2012-04-07

Postoperative care and Surgical ICU

There are several issues to be considered when we think about the plan for postoperative care of noncardiac surgical patients whether or not that patient should be cared in the Surgical ICU (SICU).

First of all, the bed allocation, the SICU bed during the workday are usually not enough for the increasing demand, therefore there are some patients that they would not get the bed access, while the others who receive a permission for SICU care cancel their postoperative care plan, because the surgical procedures may be much better than the provisional plan, the bleeding was so imminent, or the surgical plan cannot be performed as plan due to the change of staging. The surgeon and anaesthetist should plan and discuss the patient care pathway together, and anaesthetist in charge of patient care in the operating theatre should have some important role in decision making about the care plan where to send the patient to depending on intraoperative course.

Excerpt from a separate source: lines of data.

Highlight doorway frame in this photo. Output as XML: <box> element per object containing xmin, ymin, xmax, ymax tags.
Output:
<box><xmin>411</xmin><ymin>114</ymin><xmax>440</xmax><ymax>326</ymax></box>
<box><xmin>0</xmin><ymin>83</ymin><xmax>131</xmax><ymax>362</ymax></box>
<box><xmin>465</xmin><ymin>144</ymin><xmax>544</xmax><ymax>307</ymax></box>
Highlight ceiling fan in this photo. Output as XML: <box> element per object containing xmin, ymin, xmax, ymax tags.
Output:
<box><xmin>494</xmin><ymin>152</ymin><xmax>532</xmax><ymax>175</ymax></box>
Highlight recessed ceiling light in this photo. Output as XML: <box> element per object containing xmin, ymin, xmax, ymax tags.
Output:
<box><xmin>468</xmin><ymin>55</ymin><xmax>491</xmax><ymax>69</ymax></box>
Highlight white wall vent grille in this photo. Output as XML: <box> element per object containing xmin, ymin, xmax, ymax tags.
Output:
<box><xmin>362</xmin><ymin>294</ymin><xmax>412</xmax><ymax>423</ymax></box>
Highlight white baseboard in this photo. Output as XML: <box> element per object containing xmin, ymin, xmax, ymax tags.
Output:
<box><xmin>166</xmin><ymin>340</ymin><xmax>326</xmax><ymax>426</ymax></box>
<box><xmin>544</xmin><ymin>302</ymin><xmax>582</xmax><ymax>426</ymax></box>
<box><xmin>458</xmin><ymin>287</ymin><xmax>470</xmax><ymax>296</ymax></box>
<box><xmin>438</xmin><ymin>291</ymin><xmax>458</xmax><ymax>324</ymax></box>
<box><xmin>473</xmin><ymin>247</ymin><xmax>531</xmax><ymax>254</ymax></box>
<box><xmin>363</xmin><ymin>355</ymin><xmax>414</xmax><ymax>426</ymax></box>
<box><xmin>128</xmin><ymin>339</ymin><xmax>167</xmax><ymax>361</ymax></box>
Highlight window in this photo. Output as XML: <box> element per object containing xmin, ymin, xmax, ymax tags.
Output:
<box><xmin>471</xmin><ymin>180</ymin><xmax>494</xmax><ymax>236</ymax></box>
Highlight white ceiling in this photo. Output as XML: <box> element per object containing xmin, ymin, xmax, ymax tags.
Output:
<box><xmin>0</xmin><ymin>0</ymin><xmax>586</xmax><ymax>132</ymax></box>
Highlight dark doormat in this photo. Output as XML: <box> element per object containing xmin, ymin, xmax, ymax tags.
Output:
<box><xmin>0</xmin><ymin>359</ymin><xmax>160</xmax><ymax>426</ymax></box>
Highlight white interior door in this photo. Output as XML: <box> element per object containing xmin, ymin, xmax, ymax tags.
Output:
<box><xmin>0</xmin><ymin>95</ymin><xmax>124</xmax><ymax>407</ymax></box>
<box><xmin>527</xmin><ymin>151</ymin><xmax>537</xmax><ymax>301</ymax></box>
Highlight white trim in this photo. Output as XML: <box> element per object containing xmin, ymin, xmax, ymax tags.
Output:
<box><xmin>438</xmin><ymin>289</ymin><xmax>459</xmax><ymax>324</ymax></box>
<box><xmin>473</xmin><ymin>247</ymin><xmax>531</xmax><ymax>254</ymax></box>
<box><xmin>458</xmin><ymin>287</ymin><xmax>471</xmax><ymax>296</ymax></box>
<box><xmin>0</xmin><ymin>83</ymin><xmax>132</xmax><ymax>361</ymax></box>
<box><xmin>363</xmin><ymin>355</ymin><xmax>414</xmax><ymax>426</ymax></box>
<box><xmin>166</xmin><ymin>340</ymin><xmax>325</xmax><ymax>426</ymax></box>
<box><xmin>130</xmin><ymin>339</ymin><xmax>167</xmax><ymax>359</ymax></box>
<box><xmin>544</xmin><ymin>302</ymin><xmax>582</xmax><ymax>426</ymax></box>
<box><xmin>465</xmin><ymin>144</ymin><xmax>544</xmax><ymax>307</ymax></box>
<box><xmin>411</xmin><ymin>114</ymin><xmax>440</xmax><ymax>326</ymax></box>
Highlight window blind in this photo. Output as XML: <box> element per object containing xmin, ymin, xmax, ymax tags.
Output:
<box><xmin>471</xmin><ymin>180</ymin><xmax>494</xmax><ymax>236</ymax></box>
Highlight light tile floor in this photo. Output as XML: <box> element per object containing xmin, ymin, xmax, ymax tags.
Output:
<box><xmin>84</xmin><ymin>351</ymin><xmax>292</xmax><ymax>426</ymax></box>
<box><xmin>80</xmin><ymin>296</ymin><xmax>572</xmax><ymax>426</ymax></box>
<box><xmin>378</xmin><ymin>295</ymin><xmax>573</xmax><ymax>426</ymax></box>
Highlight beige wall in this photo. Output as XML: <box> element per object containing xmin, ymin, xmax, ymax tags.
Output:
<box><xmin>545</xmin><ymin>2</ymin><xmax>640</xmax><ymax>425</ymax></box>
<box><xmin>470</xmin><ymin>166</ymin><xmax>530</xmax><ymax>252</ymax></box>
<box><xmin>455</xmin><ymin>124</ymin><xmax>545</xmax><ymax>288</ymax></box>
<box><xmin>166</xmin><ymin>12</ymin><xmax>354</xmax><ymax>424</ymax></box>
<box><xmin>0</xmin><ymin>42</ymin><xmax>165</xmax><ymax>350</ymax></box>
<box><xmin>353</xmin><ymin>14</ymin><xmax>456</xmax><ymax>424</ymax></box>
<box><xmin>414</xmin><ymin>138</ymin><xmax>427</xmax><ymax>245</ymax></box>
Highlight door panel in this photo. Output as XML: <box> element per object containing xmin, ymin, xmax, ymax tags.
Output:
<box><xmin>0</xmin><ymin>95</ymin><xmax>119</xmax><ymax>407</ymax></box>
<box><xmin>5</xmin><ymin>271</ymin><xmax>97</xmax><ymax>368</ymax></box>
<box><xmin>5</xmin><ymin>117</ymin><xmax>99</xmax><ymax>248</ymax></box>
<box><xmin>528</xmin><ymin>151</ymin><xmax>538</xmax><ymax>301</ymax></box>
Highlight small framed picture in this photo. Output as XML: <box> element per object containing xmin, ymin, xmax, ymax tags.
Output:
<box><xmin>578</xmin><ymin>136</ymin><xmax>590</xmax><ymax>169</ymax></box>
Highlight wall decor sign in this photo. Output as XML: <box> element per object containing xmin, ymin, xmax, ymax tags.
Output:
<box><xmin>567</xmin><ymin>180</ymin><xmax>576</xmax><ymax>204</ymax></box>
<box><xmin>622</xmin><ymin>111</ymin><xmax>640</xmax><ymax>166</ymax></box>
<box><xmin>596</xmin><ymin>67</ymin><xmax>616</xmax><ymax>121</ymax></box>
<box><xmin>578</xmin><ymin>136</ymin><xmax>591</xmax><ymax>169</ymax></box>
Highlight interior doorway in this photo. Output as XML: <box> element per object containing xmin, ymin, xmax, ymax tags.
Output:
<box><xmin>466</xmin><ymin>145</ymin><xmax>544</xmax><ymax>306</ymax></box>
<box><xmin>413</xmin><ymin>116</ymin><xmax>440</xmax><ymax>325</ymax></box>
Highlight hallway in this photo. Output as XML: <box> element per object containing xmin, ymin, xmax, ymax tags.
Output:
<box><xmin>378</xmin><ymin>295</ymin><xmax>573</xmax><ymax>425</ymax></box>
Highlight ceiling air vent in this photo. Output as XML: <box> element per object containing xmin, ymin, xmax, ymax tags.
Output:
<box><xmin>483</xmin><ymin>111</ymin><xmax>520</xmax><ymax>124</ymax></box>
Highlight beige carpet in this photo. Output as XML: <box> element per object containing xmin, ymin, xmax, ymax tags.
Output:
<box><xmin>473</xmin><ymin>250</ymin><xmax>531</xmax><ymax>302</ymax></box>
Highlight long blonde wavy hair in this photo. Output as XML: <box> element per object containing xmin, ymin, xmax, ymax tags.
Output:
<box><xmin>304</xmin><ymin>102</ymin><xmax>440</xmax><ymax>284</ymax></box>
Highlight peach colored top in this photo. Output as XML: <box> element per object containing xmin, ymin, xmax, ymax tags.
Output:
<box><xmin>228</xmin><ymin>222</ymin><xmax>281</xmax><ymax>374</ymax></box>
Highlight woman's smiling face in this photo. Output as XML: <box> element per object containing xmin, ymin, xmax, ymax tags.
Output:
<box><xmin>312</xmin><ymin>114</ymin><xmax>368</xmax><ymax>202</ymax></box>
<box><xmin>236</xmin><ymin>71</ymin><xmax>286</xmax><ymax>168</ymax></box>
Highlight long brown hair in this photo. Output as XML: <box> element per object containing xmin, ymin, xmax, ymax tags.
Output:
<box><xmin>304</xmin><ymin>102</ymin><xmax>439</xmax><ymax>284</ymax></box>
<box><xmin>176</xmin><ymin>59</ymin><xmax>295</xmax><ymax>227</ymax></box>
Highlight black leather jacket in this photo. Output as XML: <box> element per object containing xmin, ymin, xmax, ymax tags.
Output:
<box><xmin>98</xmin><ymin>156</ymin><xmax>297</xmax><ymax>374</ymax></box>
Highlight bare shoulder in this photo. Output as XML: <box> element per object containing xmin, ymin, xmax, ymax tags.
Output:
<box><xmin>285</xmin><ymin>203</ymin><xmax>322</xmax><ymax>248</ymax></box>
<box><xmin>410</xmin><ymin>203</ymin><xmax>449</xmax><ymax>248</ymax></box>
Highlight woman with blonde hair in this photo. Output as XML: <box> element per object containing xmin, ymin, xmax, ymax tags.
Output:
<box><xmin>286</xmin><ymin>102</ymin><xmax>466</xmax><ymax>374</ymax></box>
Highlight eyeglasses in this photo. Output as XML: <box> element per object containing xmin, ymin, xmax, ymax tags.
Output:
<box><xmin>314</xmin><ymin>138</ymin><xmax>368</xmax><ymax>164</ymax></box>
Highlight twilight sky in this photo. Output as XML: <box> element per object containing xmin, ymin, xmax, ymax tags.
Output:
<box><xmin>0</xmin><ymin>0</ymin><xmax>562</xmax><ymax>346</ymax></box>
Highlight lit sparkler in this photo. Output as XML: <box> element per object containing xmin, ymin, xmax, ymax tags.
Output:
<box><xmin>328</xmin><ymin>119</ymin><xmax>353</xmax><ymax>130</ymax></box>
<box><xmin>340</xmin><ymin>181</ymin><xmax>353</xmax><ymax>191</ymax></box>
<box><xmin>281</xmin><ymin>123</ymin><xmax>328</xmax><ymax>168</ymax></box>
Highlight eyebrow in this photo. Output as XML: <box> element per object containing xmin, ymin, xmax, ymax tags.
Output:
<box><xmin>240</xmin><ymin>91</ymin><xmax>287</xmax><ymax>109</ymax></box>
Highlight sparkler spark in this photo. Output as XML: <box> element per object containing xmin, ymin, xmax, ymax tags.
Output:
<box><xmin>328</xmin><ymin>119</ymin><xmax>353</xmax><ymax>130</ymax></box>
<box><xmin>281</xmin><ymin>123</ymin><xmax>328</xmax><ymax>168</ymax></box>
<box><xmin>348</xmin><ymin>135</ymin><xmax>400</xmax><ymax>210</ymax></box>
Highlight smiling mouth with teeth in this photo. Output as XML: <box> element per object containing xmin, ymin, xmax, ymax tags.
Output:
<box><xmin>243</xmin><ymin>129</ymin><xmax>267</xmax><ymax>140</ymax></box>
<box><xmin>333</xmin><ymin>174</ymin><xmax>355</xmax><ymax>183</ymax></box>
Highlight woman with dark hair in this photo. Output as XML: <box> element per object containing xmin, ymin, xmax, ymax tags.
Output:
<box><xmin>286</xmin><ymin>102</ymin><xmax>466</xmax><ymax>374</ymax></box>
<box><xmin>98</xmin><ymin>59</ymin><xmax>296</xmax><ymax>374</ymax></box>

The diagnosis or priority setting for the patient going to SICU can be categorised as priority model; the most appropriate group means that the patient requires IPPV support, vasopressors or inotropes infusion, suitable for the care in SICU, while the least appropriate group can mean either the patient is too good or too bad to benefit for a care from SICU. The diagnosis model is grouped by the diagnosis of each organ system, such as cardiac arrest, perioperative AMI, malignant arrhythmias for cardiac diagnosis model, while pulmonary embolism with unstable haemodynamics belongs to respiratory diagnosis, and surgical diagnosis can include patient requiring haemodynamics monitoring, ruptured viscera with haemodynamics changes. While the last model is objective parameter model; such as ECG shows complete heart block, ABG shows severe metabolic disturbances suchas pH <7.1 or >7.7, hypercalcaemia from blood chemistry. These three models can be combined to consider the patient selection for SICU bed access.

In 2004 we studied the patients who stay in SICU longer than 4 days, overall the average LOS was 2.7 days, this patient subgroup was approximate 20% of the overall patients during the six-month period, the mean LOS for this group was 12 days, and overall mortality in the group was 12.1 %. The associated factors with longer stay in SICU is shown in the table here.


Factors
Odds ratio
95% CI
p value
Periop cardiac complications
12.77
4.5-36.1
<0.01
Periop RS complications
2.77
1.1-7.0
0.03
IPPV support
6.95
3.1-15.4
<0.01
Bleeding in SICU
4.85
1.3-17.6
0.02
Emergency service
2.47
1.3-4.5
<0.01
Active monitoring
2.28
1.3-4.1
<0.01
Oliguria
1.82
1.03-3.2
0.04
hypotension
2.27
1.2-4.5
0.02


The SICU patients are at risk of postoperative pulmonary complications : aspiration, ventilator associated pneumonia, acute lung injury, therefore, care should include how the predisposing factors in this patient group can be attenuated.




New approaches to acute postoperative pain control is much improved means that patient pain control is much better than the past, therefore the surgical procedures such as thoracic and vascular patients can have a good postoperative pain control resulting in a reducing care intensity in SICU.